CAPÍTULO XVI

 

Tomaron  un coche en la plaza de la catedral aparentando una excursión familiar en aquel día espléndido de primavera. Con él salieron de la ciudad por puerta Pilar, y no bien habían avanzado un trecho por el camino de Jerez de los Caballeros, hicieron torcer al cochero buscando el que discurría hacia Olivenza. No recorrieron mucha distancia, pues enseguida y a indicación de Gabriela, Carlos hizo detener el coche. Puso cara larga el cochero cuando el funcionario le indicó que esperara para llevarlos de vuelta, pues no le hacía ninguna gracia parar por aquellos andurriales, por muy cercanos a la ciudad que se encontraran. Tuvo que prometer Carlos  un pago generoso para que el cochero accediera a la espera y aún así no dejó de mascullar y quejarse por la exigencia del señoritingo. 

Se habían apeado entre unas casas de apariencia pobre pero aseadas, que exhibían macetas con flores por paredes y ventanas, como si compitieran entre ellas por ver cual estaba mejor engalanada. Se repartían tales viviendas por aquí y por allá, sin aparente orden, ocupando una era de las de la ciudad, que había caído en desuso o había sido inutilizada para su uso precisamente por la construcción de aquellas casas. Como quiera que fuese, allí vivían algunas familias, extramuros de la ciudad, y por lo tanto menos sujetas a la vigilancia de las autoridades en cuanto a menesteres poco confesables. La ocupación de sus gentes era, en consecuencia, poco acorde con las de orden, y el contrabando con Portugal, el trapicheo y la distracción de enseres y animales de los cortijos próximos, era práctica habitual entre ellas.

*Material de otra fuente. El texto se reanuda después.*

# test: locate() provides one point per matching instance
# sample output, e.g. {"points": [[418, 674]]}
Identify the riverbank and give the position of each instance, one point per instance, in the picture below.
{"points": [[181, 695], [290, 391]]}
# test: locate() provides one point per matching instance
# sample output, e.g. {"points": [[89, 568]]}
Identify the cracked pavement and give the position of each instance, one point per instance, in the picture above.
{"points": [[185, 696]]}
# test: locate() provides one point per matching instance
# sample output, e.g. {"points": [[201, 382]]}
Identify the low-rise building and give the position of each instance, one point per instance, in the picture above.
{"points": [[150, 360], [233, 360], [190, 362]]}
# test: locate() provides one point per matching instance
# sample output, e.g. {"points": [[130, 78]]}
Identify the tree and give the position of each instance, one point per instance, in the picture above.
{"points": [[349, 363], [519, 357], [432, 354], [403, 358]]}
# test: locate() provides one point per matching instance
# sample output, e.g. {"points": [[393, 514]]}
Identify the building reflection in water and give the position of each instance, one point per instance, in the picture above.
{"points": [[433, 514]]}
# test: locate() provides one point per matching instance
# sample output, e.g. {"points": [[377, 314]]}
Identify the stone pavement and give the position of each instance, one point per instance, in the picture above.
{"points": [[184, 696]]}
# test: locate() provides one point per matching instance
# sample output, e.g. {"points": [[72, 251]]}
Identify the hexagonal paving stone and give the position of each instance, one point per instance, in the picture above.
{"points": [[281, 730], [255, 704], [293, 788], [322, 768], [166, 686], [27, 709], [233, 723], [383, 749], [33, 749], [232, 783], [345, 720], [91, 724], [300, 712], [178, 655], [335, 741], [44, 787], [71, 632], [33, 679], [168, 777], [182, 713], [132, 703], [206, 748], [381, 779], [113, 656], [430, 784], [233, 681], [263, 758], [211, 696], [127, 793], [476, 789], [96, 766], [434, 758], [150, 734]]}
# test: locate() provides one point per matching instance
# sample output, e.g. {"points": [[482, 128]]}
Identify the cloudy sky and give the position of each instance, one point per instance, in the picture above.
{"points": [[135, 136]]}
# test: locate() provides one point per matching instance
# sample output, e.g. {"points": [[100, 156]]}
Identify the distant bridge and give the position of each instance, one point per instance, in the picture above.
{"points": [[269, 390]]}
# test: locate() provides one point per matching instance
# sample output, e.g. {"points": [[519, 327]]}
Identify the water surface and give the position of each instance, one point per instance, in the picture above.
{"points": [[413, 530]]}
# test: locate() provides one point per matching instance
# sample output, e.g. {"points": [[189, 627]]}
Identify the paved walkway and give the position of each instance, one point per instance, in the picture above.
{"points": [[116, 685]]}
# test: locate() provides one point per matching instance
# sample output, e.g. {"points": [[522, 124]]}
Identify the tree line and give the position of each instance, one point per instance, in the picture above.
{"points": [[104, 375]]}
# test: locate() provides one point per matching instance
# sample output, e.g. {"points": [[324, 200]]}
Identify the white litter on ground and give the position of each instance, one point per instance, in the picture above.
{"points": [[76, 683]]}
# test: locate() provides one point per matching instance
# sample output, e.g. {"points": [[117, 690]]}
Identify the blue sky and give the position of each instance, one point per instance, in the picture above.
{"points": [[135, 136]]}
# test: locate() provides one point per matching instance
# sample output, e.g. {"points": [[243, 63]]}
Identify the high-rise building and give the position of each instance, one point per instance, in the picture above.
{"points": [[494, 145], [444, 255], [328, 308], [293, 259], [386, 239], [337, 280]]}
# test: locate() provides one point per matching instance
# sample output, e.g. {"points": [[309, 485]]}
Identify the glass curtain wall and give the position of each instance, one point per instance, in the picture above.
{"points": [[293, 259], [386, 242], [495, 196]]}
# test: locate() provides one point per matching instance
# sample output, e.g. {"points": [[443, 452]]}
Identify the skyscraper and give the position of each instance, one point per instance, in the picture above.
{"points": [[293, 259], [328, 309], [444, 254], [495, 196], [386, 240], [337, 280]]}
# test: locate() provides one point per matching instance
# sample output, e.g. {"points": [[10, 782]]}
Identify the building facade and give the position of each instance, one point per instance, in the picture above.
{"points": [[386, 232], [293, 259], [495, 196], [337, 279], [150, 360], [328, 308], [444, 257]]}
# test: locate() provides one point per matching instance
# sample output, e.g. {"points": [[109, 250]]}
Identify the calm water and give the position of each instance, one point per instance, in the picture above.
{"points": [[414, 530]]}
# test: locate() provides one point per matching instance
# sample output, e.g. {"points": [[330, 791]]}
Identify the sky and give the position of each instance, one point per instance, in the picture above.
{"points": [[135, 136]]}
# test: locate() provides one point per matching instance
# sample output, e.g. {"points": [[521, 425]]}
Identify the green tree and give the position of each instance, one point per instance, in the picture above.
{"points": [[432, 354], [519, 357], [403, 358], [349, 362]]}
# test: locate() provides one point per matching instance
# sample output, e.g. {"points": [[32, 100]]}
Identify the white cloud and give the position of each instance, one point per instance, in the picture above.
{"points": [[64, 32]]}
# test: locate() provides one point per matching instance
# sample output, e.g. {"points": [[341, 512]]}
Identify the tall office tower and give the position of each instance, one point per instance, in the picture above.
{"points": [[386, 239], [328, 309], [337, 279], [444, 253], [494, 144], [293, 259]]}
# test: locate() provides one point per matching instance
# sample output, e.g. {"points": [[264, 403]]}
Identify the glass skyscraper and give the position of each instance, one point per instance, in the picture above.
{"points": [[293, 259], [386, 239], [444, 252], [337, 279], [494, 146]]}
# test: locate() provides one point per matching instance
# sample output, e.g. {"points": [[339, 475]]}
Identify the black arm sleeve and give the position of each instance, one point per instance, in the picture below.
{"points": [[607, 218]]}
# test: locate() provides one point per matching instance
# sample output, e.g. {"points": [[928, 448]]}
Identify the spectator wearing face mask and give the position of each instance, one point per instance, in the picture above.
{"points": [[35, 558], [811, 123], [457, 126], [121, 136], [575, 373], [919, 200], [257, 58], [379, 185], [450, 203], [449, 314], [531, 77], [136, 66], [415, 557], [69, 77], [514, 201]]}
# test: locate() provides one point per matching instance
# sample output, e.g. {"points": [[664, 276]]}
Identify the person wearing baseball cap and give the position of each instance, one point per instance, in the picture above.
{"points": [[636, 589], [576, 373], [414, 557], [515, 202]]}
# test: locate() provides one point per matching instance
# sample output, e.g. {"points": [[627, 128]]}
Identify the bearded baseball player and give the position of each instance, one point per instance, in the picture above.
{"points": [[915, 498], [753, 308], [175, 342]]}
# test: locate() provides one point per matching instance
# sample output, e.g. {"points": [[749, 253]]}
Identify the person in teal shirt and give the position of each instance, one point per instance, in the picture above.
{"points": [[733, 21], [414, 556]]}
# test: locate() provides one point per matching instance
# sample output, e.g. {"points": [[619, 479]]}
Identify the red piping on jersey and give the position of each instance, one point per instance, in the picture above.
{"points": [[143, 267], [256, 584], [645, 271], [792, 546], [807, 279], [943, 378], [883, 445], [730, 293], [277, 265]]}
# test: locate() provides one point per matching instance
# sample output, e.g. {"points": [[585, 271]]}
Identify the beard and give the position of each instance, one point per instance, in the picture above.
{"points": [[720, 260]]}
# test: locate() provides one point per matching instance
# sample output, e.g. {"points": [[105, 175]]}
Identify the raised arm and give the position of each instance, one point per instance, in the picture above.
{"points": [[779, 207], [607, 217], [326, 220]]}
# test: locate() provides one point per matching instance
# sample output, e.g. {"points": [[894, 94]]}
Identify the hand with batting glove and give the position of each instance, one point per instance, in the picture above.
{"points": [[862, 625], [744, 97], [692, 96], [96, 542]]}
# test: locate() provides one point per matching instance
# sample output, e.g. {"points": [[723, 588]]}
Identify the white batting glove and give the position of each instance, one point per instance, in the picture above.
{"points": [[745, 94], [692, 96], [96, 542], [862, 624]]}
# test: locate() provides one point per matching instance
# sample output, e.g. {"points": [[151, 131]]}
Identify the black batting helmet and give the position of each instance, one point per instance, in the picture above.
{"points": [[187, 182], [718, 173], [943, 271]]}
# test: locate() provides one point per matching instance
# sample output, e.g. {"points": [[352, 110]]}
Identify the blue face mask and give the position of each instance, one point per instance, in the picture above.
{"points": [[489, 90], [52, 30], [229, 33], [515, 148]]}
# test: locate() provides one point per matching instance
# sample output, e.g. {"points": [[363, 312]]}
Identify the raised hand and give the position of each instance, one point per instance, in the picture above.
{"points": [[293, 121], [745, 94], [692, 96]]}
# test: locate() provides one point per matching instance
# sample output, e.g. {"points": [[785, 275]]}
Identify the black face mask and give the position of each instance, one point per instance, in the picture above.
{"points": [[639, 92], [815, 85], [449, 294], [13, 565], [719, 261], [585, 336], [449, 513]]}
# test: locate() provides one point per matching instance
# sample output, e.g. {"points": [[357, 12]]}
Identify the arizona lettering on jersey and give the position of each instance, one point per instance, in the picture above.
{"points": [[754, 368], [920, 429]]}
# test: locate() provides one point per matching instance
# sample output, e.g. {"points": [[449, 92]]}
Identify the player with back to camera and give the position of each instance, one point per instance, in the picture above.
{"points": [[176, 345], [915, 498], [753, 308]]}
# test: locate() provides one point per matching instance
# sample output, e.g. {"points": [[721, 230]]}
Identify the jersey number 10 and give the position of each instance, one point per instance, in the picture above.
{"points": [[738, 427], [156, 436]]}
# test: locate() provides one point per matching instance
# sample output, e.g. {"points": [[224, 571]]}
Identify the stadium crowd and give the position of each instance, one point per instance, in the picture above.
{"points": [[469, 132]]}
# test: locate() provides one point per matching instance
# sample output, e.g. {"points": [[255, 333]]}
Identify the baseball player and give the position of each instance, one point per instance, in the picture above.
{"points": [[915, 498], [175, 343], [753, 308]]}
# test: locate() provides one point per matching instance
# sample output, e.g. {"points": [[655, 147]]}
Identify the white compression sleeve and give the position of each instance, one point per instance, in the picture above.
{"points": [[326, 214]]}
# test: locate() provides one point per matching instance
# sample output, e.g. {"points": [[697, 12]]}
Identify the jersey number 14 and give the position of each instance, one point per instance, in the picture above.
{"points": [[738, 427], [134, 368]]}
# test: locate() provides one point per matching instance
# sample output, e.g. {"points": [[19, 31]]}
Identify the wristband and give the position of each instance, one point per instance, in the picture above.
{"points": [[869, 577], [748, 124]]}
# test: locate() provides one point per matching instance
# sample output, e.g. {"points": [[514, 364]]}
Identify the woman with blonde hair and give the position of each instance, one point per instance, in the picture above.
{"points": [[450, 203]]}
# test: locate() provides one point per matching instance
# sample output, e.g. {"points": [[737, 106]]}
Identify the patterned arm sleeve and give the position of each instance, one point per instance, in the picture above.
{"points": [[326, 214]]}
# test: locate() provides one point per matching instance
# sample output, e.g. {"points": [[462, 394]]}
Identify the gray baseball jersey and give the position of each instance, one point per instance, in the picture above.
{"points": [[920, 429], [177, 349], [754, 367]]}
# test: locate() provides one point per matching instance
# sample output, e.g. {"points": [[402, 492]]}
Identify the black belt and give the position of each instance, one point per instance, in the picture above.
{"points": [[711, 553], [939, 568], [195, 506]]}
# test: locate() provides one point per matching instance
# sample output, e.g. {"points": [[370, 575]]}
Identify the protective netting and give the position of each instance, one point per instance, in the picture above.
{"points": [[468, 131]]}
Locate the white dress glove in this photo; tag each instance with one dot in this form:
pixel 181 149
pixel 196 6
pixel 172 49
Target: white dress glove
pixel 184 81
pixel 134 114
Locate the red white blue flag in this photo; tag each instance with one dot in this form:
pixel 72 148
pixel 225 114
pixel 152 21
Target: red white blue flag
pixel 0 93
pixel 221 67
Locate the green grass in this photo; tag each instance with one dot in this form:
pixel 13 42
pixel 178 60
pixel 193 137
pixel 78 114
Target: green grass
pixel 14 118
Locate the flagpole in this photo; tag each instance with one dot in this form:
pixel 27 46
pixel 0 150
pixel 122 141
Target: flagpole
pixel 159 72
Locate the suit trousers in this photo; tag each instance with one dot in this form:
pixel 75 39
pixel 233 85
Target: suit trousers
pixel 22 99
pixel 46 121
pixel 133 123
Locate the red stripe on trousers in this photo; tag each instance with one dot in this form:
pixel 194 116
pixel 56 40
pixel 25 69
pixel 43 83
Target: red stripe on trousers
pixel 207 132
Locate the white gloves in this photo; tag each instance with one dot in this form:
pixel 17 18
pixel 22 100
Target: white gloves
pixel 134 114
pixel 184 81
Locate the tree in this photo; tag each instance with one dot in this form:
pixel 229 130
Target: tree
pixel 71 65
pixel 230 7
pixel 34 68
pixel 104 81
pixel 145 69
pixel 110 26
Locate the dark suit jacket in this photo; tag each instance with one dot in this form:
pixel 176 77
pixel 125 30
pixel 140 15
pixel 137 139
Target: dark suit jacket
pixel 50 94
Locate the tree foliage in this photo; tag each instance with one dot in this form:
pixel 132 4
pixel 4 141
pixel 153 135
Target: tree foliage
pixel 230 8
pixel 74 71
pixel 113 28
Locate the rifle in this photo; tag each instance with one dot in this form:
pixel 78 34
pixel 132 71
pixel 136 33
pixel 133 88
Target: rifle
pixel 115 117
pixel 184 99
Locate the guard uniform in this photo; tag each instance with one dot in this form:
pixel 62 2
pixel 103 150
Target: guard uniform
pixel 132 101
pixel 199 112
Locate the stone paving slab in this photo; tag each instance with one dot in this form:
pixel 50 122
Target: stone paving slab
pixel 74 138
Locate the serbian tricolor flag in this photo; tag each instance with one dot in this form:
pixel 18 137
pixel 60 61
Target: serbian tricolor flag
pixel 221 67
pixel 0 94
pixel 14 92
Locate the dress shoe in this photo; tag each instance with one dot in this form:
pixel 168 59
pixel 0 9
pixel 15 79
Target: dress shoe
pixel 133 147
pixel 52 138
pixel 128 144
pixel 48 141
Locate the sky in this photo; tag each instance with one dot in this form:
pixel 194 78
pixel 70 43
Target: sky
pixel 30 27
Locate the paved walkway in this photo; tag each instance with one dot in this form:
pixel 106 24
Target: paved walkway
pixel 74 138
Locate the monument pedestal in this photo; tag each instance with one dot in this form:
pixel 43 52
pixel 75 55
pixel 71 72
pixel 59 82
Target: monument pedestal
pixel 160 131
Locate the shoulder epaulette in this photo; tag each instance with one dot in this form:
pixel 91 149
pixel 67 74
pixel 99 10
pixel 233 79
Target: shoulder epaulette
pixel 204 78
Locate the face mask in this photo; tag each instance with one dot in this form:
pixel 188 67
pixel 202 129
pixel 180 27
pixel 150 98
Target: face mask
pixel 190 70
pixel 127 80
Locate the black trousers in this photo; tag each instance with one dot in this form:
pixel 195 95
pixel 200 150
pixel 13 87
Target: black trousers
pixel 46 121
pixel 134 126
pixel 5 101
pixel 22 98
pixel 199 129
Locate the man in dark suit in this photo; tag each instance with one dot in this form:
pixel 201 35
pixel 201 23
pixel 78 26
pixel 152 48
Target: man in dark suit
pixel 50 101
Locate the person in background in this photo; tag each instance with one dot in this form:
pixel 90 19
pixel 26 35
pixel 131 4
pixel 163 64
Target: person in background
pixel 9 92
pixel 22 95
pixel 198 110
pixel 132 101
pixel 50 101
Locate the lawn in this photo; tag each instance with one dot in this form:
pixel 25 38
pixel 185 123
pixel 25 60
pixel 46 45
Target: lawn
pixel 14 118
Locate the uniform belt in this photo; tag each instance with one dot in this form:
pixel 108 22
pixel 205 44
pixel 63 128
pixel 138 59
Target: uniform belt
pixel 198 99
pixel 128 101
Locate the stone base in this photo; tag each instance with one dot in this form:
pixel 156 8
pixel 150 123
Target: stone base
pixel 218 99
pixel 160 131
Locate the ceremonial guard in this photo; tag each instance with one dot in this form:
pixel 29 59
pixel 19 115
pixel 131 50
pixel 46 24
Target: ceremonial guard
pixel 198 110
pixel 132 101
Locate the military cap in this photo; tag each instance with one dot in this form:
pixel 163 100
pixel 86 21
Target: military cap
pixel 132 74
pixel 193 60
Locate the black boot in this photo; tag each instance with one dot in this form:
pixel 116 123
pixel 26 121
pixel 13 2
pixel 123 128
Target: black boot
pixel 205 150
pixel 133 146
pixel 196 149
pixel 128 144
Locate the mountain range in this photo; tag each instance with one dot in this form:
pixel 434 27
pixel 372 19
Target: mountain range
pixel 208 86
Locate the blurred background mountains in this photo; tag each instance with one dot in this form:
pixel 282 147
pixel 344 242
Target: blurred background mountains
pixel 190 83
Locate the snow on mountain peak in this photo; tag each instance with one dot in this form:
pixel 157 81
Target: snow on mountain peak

A indicación de Gabriela, que se puso a abrir la marcha, comenzaron a caminar, siguiéndola por entre aquellas edificaciones, que, desde luego no llegaban a formar calles ni plazas. Pronto empezaron a ver gentes que se asomaban con curiosidad a las puertas de las viviendas o levantaban la vista de sus quehaceres para contemplar tan poco habitual procesión. Tal circunstancia tuvo por efecto inquietar mucho más de lo que estaba a Isabel, quien apretaba la mano de su hijo como si quiera privarlo así de todo mal. No obstante no se atrevió a decir nada; al fin y al cabo había sido ella la que insistió a su marido hasta que por fin accedió a llevar a Carlitos a que lo viera aquella mujer..., cuyas ocupaciones prefería no saber, como no fuera la que le permitiera hacer algo por su hijo. Y es que el funcionario se hallaba tan desesperado como su mujer por el estado del niño, de manera que, a decir verdad, no tuvo que insistir mucho Isabel para que Carlos se aviniera a recurrir a aquella curandera. Tampoco su mujer tuvo demasiados escrúpulos de conciencia para decidirse a poner a su hijo en manos de cultivadores de la superstición, como ella los consideraba. El niño había ido perdiendo la alegría, las ganas de jugar, y últimamente apenas dormía. Eran, además, cada vez más frecuentes los momentos en que lloraba en silencio sin motivo aparente y, al fin, se negaba con empecinamiento en ir al colegio. Todo ello sin que ninguno de los médicos a quienes habían consultado le pusiera ni siquiera nombre al padecimiento de Carlitos. Al fin Isabel había vencido sus escrúpulos y planteado a su esposo la posibilidad que le mostrara la sirvienta y no dejó de sentirse sorprendida de la facilidad con la que Carlos había accedido, pues demás conocía su aversión a tales prácticas. Comprendió así que su marido se encontraba tan desesperado como ella, lo cual tuvo el efecto de asustarla aún más de lo que estaba. Una vez tomada la decisión se plantaron en aquel arrabal sin la menor confianza en que fuera a servir de ayuda al niño, llevados de la desesperación y más por acallar las dudas en su conciencia sobre haber hecho todo lo posible por su hijo que movidos por la menor esperanza de que pudiera servir de algo. 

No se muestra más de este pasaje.